As CEO of Solar Fire since a few months, my work is very demanding, being involved with both the delivery and acquisiton sides, keeping a bird’s eye perspective and going down to the nitty-gritty of day-to-day activities on a constant basis. We had just reached a milestone on the fundraising side and at the same time a major training program was coming to a close: It was time to jump on the opportunity to visit the projects, the entrepreneurs and see old and new team members, with 6 of them whom I would meet for the first time in real life!
So during my trip, I was able to visit one of the last training courses for a project we are delivering to our client Plan International in Tororo, Uganda.
It was a hot, sunny day, and after our bakery trainer Allan finished his first segment on making muffins (known as Queen Cakes in Uganda), the muffins were in the solar oven and our entrepreneurship trainers Callum and Hanna continued on the bookkeeping part of the training.
I’ve taken such workshops before and my body immediately reacted with a wave of tiredness as my mind wandered to the 30 other things demanding my attention at Solar Fire.
The typing noise of calculators that were handed out brought me back just 10 minutes into the session, and I noticed the strong engagement of the group. Callum asked, “Why is there more money in the account than cookies were sold?”. - A participant: “Shouldn’t we have cookies left?”- Another: “No, all cookies were sold by Sunday”. Callum: “So, clearly someone sold cookies between last Friday, brought the money into the account but did not subtract it from the inventory nor add it to the bookkeeping. You see, just now, a day after it happened it is hard to reconstruct what happens. That’s why the bookkeeping needs to be done right way. OK. Let it be a lesson and reminder for us. Let’s go into this”. …and they proceeded to figure out exactly who made the sales, and updated the accounting based on this, if you ask me, very positive problem.
Even what I would consider the most “dry” and theoretical part of the training was made engaging through the entrepreneurial reality we are creating in the short time our trainers are on-site.
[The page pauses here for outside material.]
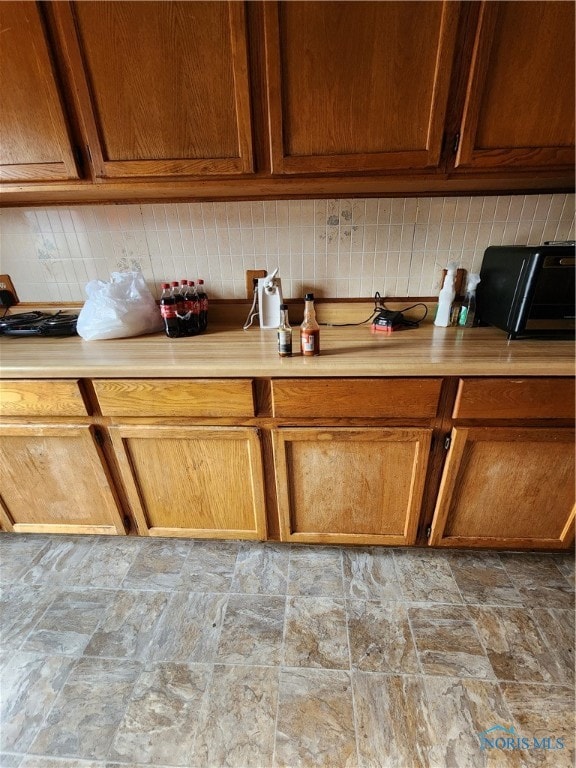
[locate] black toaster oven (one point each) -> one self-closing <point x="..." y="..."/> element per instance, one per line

And it continued: As the muffins came out of the oven, the instructions were very clear: “No snacking”. I had to withstand my urge to just grab a delicious looking muffin: I asked about the rule and it is something they developed through the trainings: If you make it clear that every muffin snacked is a muffin not sold and a direct loss for the bakery, people’s business mindset is honed and put in place from the beginning.
Now we were inside a large compound in a hall where the training was conducted, outside on the main road construction works were happening. I would say a 10 minute walk from the construction site. Yet suddenly a man enters the building and asks if he can buy some Queen Cakes. A sale happened and I was really impressed: The word of mouth is really working, and the solar bakery is quickly worth a visit just because of it’s innovative aspects, and at the end of this day, all queen cakes were sold again, to few additional clients that the participants had called and animated.
The participants all made sales, brought in cash through their work and had a real entrepreneurial success just after one week when I arrived, and at the end of the second week, our trainers left them with a profit in their account and an inventory of starter-ingredients for them to efficiently continue running their bakery. This entrepreneurship-creation process was really impressive to experience firsthand. It was extremely motivating to see how with Lytefire we can create real entrepreneurship opportunities wherever we go.
The experience was confirmed by the various other solar entrepreneurs I got to meet on my trip, and from some of them, you will soon hear more!